Sometimes life would throw you some cruel reminders that you're getting older.

In my case, it's more of realizing that my parents are getting older as well. (Geez, I didn't intend for this to be sad, but I'm kinda tearing up a bit as I type that.) There are times when I can't help but worry about them.

A few moments ago, we received news that a friend of my dad suffered a stroke. His friend is someone I've known since I was little: he was my brother's ninong, he was my dad's foremost drinking buddy then, along with my ninong who passed away some years back. I can only pray now for God to be with him whatever happens.

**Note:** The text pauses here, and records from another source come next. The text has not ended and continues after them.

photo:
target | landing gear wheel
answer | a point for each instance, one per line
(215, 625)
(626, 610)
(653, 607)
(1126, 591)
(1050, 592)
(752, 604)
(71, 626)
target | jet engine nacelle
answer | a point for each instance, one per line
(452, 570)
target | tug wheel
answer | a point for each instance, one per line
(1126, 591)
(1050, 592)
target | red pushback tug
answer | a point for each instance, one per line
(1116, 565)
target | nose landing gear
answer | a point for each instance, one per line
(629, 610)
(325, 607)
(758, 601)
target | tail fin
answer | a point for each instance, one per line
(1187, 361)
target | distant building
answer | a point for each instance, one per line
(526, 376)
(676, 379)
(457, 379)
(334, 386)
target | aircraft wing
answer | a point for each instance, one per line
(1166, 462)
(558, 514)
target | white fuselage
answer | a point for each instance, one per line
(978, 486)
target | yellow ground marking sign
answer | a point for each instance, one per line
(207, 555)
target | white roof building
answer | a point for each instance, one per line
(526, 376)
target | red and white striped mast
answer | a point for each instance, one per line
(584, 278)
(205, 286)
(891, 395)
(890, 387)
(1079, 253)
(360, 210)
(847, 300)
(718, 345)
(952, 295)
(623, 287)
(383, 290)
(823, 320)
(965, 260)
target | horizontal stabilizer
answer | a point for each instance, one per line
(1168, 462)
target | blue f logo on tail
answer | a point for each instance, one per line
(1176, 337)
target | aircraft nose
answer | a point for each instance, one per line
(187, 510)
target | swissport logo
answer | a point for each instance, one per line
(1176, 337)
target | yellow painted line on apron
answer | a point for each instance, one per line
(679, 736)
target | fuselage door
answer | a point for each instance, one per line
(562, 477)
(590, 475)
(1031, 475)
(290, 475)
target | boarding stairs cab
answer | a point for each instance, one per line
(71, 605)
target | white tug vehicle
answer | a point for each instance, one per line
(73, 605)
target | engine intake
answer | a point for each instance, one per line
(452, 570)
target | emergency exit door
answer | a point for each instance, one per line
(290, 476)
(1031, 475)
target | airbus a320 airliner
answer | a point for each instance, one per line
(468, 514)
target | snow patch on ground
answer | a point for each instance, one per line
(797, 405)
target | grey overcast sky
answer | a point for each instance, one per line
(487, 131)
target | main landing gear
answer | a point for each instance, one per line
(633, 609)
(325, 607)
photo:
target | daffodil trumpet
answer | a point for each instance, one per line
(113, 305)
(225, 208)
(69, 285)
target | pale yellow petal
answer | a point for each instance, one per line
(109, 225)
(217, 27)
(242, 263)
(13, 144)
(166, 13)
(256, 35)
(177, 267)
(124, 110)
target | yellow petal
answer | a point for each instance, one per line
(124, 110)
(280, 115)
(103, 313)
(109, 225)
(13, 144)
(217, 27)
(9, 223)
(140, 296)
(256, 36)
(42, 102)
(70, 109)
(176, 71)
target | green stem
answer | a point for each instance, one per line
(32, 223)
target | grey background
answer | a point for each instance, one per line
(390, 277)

It's hard to imagine people's mortality when you've known them for forever. I know I was getting older, and I think I've embraced that aspect about life better than some. But then I realized that I had this foolish notion that it was only me who's getting older, that the people around me are still the same people I know when I was growing up. The little reminders that they are also getting older sometimes hit me so hard.

A few days ago, someone asked me if I wanted to die at a very old age. I said of course not; that would mean everyone I know and love must have died ahead of me and I couldn't stand the thought that I'd be mourning for their loss for the rest of my life, and that when it's my time to die, no one will be there to mourn my loss. Okay, that sounded so selfish. And now, here I am wondering how my parents are feeling at this news. My mom and dad aren't the emotional type; you won't see them getting hysterical when news like this come along. They're the ones who are calm and collected and would know what needs to be done when these moments happen. That's why they're usually the first to receive bad news: people expect them to react coolly and do what needs to be done. But I can only guess that deep inside, they must feel like hell.

I kinda hate having these thoughts and feelings. It's yet another reminder that I'm an adult and how much I long for those days when I only have simpler thoughts and feelings.

Growing old can really suck sometimes.